Getting the Most Out of a Keto Diet
Many studies have shown that a ketogenic diet can help to reduce mental disorders related to anxiety, such as bipolar disorder, depression, and schizophrenia. The studies are using mice and rats, but there is a possibility that there can be similar results in humans too. The studies also show that a keto diet results in increased physical activity (Bostock et al., 2017). This has an indirect effect on reducing anxiety by providing a positive outlet for channelizing energy.

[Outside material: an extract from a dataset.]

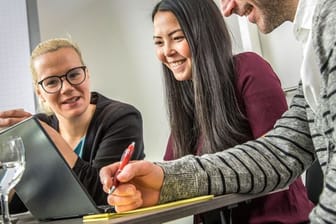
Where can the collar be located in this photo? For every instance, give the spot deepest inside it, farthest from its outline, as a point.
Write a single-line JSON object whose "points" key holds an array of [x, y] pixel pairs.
{"points": [[303, 19]]}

Keto diet has a stabilizing effect on the mood, which also helps to keep anxiety levels in check. It does not contain chemicals or compounds that will trigger off a firework of hormones in your brain causing your mood levels to swing wildly. The keto diet helps to maintain a stable hormonal balance in the body. Thus preventing you from feeling nervousness, anxiety and other similar emotions. According to Elliott (2014), by following the 60/35/5 rule for calorie intake we can maximize the positive effects of a keto diet on anxiety levels. Thus, at least 60 percent of our daily calories should come from fat, 35 from proteins and only 5 percent from carbohydrates.
How to Make a Ketogenic Diet Effective
You can make you ketogenic diet even more effective by taking some glutamine supplements with your diet (Corleone, 2017). Of course, this has to be under the guidance of a doctor who can prescribe the precise amounts of glutamine that will suit your body.